Comparing the BMI of Zebrafish fed on a normal diet versus a high fat diet

Richard Tandoh, Jordan Smith, James Walters

Abstract


Dyslipidemias, such as obesity, are a challenge facing people worldwide and dyslipidemia associated diseases are influenced by both genetic and environment factors. Animal models of obesity are essential to help us understand the signaling pathways underlying dyslipidemias. Zebrafish have many structures and functional similarities with humans and have been used by many labs to investigate various human diseases, including obesity. The purpose of this research is to use zebrafish adults in a model of diet-induced obesity to determine body mass index changes in response to a high-fat dietary challenge. Our hypothesis is that zebrafish fed on normal diet will have less visceral and subcutaneous adipocyte tissues when compared to zebrafish fed on a high fat diet.
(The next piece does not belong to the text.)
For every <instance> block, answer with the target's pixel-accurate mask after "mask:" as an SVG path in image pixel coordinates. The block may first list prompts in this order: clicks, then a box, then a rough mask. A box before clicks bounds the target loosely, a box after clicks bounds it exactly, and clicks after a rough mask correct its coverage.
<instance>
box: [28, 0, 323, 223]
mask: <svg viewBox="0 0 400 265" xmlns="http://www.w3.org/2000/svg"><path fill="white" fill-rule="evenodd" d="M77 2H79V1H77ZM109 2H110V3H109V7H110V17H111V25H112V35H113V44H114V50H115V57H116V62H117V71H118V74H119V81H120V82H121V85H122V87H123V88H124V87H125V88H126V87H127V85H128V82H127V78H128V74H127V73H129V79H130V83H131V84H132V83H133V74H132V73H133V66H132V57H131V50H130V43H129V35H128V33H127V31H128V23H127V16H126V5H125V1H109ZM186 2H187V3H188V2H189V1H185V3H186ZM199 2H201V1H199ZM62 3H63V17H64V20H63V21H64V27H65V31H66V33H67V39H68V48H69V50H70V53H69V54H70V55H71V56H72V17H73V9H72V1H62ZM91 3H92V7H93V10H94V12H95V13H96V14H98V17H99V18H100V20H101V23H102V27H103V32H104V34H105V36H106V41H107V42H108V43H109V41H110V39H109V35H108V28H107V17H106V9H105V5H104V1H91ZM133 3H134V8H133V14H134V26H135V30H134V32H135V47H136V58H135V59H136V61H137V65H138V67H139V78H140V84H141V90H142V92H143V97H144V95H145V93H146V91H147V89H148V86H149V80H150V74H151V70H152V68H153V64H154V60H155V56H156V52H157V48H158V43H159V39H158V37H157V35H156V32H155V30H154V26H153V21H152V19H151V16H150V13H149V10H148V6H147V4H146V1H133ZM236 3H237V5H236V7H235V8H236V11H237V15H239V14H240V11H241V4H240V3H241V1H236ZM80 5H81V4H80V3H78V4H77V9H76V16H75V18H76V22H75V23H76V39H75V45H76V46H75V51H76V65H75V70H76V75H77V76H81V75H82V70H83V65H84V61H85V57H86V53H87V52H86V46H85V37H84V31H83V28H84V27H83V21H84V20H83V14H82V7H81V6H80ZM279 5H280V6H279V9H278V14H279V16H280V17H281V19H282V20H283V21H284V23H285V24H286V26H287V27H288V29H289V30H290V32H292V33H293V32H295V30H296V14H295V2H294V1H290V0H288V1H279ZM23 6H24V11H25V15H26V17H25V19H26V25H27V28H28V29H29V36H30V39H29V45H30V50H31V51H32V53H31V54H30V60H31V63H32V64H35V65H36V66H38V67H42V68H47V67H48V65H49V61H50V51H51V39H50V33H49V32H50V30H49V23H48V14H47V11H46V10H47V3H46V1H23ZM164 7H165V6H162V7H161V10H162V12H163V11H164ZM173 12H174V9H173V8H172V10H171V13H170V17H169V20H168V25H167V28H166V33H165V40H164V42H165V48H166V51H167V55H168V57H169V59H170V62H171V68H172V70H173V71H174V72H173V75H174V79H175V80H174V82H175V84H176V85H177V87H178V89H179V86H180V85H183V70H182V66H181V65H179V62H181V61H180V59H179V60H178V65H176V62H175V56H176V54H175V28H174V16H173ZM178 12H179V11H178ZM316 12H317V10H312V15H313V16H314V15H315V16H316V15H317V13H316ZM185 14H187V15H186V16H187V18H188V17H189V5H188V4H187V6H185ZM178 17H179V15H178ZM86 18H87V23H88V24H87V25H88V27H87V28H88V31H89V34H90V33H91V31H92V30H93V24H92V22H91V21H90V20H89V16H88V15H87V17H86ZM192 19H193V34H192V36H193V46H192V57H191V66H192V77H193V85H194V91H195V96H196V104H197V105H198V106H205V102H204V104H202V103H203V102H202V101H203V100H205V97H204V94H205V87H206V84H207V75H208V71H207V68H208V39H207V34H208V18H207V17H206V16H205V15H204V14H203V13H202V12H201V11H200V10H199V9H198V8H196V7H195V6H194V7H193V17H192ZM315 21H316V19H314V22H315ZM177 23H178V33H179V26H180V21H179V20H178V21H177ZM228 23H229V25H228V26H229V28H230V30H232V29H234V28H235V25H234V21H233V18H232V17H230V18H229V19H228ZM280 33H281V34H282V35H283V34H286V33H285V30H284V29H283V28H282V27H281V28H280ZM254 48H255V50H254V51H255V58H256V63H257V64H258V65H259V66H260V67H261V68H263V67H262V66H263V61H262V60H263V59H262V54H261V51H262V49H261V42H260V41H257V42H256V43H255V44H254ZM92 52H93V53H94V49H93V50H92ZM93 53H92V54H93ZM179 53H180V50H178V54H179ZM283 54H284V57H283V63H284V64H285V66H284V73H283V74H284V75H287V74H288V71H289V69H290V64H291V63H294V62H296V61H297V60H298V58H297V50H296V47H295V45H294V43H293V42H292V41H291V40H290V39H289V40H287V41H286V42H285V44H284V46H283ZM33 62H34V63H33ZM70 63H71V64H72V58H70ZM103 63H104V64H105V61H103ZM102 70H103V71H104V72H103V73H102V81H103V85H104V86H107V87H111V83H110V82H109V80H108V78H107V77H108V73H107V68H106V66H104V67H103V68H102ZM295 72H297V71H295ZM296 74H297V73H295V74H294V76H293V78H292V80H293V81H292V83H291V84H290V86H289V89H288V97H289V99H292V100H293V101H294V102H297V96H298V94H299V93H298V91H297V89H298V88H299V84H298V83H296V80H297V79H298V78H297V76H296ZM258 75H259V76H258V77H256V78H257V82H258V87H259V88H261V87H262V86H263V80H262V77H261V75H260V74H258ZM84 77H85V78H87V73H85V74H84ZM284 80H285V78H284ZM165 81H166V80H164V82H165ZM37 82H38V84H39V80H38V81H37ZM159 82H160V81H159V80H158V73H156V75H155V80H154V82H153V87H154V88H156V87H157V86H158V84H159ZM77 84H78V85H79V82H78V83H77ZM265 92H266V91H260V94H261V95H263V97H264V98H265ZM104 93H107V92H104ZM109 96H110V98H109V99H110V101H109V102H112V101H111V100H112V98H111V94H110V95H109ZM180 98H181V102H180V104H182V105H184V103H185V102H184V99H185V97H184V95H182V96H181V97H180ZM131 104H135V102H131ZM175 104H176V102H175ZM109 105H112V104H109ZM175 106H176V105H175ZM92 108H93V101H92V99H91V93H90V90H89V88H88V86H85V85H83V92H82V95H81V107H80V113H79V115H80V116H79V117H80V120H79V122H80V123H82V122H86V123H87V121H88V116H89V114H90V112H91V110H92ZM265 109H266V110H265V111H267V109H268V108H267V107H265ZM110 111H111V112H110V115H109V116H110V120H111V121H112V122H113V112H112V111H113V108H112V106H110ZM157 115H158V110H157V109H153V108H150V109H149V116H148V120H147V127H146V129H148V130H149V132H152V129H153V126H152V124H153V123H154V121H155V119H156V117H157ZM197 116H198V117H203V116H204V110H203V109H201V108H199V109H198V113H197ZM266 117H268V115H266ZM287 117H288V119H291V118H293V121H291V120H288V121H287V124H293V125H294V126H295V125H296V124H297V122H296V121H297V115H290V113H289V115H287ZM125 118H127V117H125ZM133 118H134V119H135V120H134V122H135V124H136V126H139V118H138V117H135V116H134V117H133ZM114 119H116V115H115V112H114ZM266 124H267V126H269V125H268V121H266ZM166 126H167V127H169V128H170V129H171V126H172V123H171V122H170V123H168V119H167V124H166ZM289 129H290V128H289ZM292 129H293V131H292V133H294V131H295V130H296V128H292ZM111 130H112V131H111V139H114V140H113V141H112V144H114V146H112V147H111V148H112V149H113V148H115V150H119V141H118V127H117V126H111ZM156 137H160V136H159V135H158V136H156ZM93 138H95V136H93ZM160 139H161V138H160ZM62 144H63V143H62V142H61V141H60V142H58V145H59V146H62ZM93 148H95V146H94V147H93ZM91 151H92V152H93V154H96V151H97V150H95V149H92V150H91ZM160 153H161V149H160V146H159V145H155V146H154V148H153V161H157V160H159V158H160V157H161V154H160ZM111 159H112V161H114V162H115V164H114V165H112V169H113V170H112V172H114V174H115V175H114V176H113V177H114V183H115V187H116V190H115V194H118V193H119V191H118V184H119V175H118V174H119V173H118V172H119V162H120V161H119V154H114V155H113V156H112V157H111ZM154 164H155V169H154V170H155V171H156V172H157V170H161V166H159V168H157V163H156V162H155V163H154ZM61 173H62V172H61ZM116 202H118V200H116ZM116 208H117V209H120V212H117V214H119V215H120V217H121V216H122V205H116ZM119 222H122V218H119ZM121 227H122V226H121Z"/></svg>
To simulate a normal diet, male and female adult fish will be fed 5 mg of artemia per fish each day where as high-fat diet fish will be fed 5 mg of artemia plus 30 mg of egg yolk powder instead. The body weight and body mass index of both male and female zebrafish will be measured at the end of 8 weeks and compared. We expect to observe that female zebrafish show an increase in body weight and BMI as compared to their male counterparts. Viewing the visceral and subcutaneous tissues of the zebrafish will be determined by computer tomography after zebrafish are fasted and sacrificed. This work was supported by NIH Grant P20GM103434 to the West Virginia IDeA Network for Biomedical Research Excellence and NIH Grant P20GM10343.